For two centuries, Bulgarians in Ukraine have managed to preserve their language, traditions, and culture. However, only after the collapse of the Soviet Union in the 1990s, already in independent Ukraine, the work of organizing a proper Bulgarian life, mostly through cultural societies, began for good. It was at that time that the Bulgarian language could be learned in schools across the country. Growing up in such an environment, I came to see Ukraine as a country allowing the various nationalities comprising it to be who they are, offering support along the way.
GG: What is happening to those Bulgarian communities now?
MP: When the full-scale Russian aggression against Ukraine began in 2022, part of the territories with a compact Bulgarian population were occupied by the Russian army. In the occupied parts of the Zaporizhzhia region, the occupation authorities banned the study of the Bulgarian language and closed Bulgarian Sunday schools and centers.
GG: As a Ukrainian citizen of Bulgarian origin observing the last year from Bulgaria, what worries you today? And where do you find reasons for optimism?
MP: I enjoy ordinary things. I now appreciate something as simple as someone asking me, “Hello, how are you?” I was very worried when Russia was bombing Ukraine’s power system and there was no electricity. For a few days, I couldn’t contact my relatives by phone. I didn’t know if my parents were okay. I would send them messages without knowing if they ever saw them. It was terrible.
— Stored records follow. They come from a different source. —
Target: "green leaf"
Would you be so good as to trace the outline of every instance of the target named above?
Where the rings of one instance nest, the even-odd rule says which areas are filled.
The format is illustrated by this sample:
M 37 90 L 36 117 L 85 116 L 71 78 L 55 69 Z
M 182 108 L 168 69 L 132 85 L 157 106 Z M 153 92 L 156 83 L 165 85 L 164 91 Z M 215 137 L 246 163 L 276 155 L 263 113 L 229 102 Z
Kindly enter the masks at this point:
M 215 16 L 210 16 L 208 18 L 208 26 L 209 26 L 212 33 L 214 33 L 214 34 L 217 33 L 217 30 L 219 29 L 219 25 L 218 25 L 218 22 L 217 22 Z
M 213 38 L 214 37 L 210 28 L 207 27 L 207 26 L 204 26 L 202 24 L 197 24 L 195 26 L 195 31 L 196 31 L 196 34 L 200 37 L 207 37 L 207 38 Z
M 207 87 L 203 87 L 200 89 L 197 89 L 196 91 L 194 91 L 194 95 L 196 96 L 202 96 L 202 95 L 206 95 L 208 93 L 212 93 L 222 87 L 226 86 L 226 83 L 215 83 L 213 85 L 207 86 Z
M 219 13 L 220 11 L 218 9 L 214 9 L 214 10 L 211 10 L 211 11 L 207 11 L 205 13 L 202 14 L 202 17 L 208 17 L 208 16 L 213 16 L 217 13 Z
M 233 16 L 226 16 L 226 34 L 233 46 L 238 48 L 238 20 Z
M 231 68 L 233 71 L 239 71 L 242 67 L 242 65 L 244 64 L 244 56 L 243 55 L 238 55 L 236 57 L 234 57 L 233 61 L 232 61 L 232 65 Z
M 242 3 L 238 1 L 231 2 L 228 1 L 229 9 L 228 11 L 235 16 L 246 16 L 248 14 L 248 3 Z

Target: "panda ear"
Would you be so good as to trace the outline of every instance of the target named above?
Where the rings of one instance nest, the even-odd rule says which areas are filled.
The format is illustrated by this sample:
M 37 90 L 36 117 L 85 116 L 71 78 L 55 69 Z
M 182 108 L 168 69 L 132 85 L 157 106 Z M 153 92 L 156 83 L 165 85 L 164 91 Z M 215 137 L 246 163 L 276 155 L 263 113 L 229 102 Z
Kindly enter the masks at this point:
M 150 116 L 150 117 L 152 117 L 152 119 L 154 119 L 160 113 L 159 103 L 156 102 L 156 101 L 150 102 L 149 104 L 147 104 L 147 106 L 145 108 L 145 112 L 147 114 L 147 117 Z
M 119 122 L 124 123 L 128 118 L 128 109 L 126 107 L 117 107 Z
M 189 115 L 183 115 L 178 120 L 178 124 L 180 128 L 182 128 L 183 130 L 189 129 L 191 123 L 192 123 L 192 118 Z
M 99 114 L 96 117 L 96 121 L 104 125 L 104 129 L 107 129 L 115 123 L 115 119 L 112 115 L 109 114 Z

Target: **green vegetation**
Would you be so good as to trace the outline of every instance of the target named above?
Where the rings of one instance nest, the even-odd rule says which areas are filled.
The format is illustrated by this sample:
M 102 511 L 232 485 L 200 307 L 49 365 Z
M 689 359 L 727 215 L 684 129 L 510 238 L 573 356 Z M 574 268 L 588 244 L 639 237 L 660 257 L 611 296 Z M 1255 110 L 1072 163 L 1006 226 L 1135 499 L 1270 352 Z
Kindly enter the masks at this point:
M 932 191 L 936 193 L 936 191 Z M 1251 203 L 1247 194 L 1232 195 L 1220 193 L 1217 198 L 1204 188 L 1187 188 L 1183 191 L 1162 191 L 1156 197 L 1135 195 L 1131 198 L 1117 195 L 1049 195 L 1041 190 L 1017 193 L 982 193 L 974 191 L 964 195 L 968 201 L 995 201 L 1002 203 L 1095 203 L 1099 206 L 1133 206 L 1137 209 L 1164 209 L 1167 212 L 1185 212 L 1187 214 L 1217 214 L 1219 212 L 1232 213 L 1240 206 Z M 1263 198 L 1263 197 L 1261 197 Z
But I managed to buy a generator in Bulgaria and sent it to them.
GG: What were your first impressions coming to Bulgaria? What difficulties did you encounter?
MP:
You know, it was difficult for me to leave Ukraine. I left on 30 March 2022, a little over a month after the start of the war. One week later, I started working at Bulgarian National Television. I have no reasons to complain. My new colleagues were very helpful, too. I found a lot of support. I want to note that there are very good and helpful people in Bulgaria who sympathize with Ukraine. I thank them for that.
But on a personal level, one year later, in the safety of Bulgaria, it is still very difficult for me to process all that. It is difficult to see how Russia is leveling entire cities and killing thousands of innocent people. It is hard to read news about your friends and colleagues dying. It is just incredibly difficult…
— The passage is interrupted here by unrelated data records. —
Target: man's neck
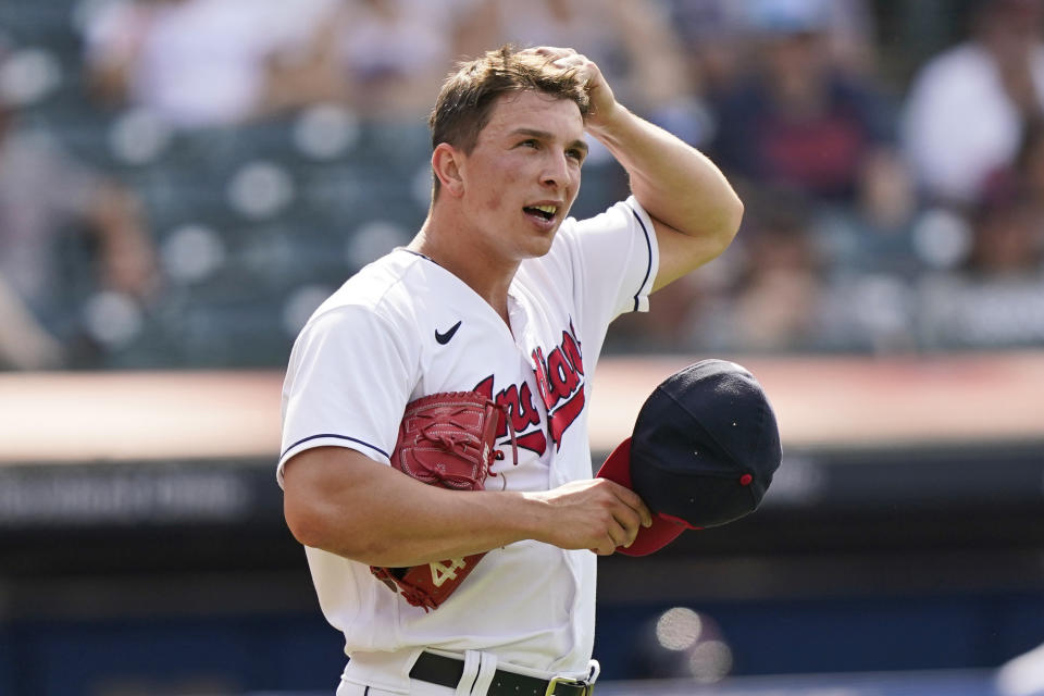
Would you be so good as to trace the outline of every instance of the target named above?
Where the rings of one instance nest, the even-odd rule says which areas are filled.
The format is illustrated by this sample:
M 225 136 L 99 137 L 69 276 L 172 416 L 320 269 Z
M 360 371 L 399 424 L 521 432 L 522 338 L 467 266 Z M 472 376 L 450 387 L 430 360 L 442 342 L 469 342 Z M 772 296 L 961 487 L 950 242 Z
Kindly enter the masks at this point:
M 475 245 L 481 237 L 470 234 L 467 224 L 432 212 L 407 248 L 456 275 L 508 322 L 508 288 L 519 262 L 497 259 Z

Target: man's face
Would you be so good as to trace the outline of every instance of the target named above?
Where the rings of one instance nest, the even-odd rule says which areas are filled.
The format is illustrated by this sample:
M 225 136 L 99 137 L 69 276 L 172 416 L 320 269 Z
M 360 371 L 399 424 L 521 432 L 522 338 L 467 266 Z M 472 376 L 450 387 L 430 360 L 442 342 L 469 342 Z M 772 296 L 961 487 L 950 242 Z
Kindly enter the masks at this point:
M 465 214 L 492 253 L 521 261 L 548 252 L 586 154 L 572 101 L 532 91 L 498 100 L 461 164 Z

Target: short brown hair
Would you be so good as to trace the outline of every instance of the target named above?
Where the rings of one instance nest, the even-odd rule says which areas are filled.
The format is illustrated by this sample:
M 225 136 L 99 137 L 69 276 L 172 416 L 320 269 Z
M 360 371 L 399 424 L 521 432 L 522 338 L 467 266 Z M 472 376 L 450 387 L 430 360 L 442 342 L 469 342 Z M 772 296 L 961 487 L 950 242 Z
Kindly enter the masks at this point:
M 572 70 L 551 66 L 551 60 L 535 53 L 520 53 L 510 44 L 458 65 L 443 84 L 427 123 L 432 128 L 432 149 L 448 142 L 470 154 L 478 134 L 489 123 L 497 99 L 509 92 L 539 91 L 568 99 L 587 116 L 589 101 L 584 85 Z M 438 177 L 434 177 L 438 196 Z

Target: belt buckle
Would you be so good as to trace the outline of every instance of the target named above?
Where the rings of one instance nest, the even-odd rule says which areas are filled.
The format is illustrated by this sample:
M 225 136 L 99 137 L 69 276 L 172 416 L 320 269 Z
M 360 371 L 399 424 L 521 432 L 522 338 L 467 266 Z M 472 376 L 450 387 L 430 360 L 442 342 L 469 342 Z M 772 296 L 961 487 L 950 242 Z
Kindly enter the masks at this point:
M 589 693 L 587 687 L 591 686 L 591 682 L 585 679 L 576 680 L 569 676 L 552 676 L 550 681 L 547 682 L 547 691 L 544 692 L 544 696 L 555 696 L 555 687 L 559 684 L 583 687 L 584 694 Z
M 586 696 L 591 694 L 591 687 L 595 685 L 595 682 L 598 681 L 598 674 L 601 673 L 601 666 L 598 663 L 598 660 L 592 660 L 587 664 L 587 676 L 584 679 L 573 679 L 571 676 L 552 676 L 547 682 L 547 691 L 544 692 L 544 696 L 555 696 L 555 687 L 559 684 L 563 686 L 579 686 L 583 688 L 583 693 Z

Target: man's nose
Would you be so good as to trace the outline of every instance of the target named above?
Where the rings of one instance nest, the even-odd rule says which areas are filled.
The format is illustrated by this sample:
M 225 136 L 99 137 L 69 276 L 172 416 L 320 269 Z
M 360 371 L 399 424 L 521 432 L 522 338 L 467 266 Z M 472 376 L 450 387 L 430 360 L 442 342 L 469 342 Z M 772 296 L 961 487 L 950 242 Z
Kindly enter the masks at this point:
M 544 164 L 542 179 L 545 186 L 560 188 L 567 186 L 572 181 L 572 173 L 569 170 L 569 162 L 564 154 L 549 156 Z

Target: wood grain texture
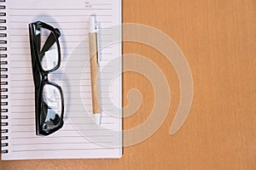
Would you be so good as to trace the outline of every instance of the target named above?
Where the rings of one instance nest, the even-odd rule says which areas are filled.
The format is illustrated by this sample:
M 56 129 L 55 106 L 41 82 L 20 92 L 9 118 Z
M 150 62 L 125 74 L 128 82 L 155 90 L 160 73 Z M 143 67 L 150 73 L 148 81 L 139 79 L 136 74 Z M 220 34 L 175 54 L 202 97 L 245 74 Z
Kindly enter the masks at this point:
M 180 95 L 173 67 L 155 49 L 125 42 L 124 54 L 146 56 L 168 80 L 171 107 L 157 132 L 142 143 L 125 147 L 121 159 L 1 162 L 1 170 L 255 170 L 255 0 L 123 0 L 123 22 L 159 29 L 187 57 L 194 99 L 184 125 L 169 135 Z M 143 95 L 139 110 L 124 119 L 124 128 L 129 129 L 148 116 L 154 97 L 150 82 L 140 74 L 125 72 L 123 82 L 124 105 L 129 89 L 137 88 Z

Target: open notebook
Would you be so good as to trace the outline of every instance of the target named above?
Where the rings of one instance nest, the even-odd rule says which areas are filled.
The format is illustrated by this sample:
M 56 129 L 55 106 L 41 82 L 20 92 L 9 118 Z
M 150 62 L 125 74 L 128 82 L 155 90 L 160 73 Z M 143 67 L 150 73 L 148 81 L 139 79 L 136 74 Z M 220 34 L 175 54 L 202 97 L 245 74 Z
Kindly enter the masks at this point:
M 121 1 L 1 0 L 0 6 L 2 159 L 120 157 Z M 88 48 L 91 14 L 102 30 L 100 127 L 92 119 Z M 35 133 L 28 24 L 37 20 L 61 33 L 61 67 L 49 80 L 64 93 L 64 126 L 45 137 Z

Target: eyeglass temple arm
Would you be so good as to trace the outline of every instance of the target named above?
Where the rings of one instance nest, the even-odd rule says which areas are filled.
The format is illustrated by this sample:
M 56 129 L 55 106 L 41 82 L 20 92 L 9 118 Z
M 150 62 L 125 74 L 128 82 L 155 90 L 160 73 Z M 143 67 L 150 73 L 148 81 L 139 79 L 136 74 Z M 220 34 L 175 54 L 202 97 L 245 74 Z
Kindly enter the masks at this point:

GG: How does your work as a reporter at Bulgarian National Television (BNT) help you connect Bulgaria and Ukraine?
MP: In Odesa, I studied Ukrainian-Bulgarian philology. As a journalist in Ukraine, I was in charge of a TV program dedicated to Bulgarian life in Ukraine. After an internship at BNT, I’m back in a similar but reversed role: I’m now telling stories about Ukraine to a Bulgarian audience. On a personal level, it is very important for me to inform ordinary Bulgarians about everything happening in Ukraine, which is not so far away from Bulgaria’s northern border.
GG: Besides peace, what else do you wish for Ukraine?
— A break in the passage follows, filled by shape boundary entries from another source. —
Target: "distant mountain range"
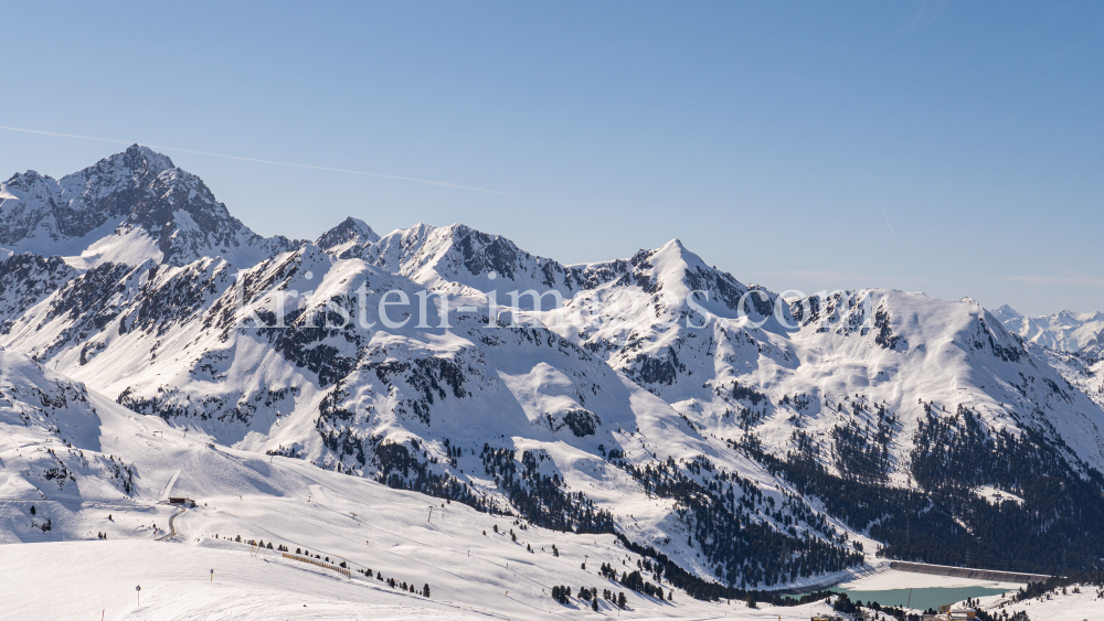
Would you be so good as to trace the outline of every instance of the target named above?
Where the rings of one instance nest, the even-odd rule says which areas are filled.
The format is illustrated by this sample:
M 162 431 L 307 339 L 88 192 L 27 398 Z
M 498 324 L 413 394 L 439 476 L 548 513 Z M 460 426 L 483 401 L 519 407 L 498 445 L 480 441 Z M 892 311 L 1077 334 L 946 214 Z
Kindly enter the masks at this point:
M 138 146 L 0 201 L 6 355 L 220 443 L 722 585 L 1104 557 L 1100 313 L 784 300 L 677 239 L 562 265 L 459 224 L 266 238 Z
MP: Of course, most of all, I want peace and victory for Ukraine. I want my people to live and work in peace, to create families with children who are not deprived of their childhood. I also want Ukraine to recover its cities, its infrastructure, so we can see its citizens coming back to their homes. I hope that we’ll see all this happening sooner than later. I wish we could all witness Ukraine becoming a free, developed country with strong and happy people.